The US House of Representatives narrowly rejected a challenge to the National Security Agency’s secret collection of hundreds of millions of Americans’ phone records after a fierce debate pitting privacy rights against the government’s efforts to thwart terrorism.  Wednesday night’s 217-205 vote was unlikely to be the final word on government intrusion to defend the nation and Americans’ civil liberties.  

A vote marked the first chance for lawmakers to take a stand on the secret surveillance programme since former NSA systems analyst Edward Snowden leaked classified documents last month that spelled out the monumental scope of the government’s activities.  

Republican Rep.
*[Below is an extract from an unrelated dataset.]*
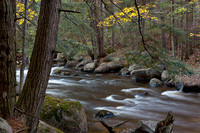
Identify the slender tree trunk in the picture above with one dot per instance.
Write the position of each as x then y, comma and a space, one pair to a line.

Justin Amash had challenged the programme as an indiscriminate collection of phone records, saying his effort was to defend the US Constitution and ‘defend the privacy of every American.’  
His measure, offered as an addition to a $598.3 billion defense spending bill for 2014, would have canceled the statutory authority for the NSA programme, ending the agency’s ability to collect phone records and metadata under the USA Patriot Act unless it identified an individual under investigation.  
The issue created unusual political coalitions in Washington, with the Obama administration, national security leaders in Congress and the Republican establishment facing off against libertarian-leaning conservatives and some liberal Democrats.  

The measure faces strong opposition in the Senate and from the White House and is unlikely to survive in a final spending bill.  ‘Have 12 years gone by and our memories faded so badly that we forgot what happened on Sept. 11?’ Rep. Mike Rogers, the Republican chairman of the Intelligence committee, said in pleading with his colleagues to back the programme.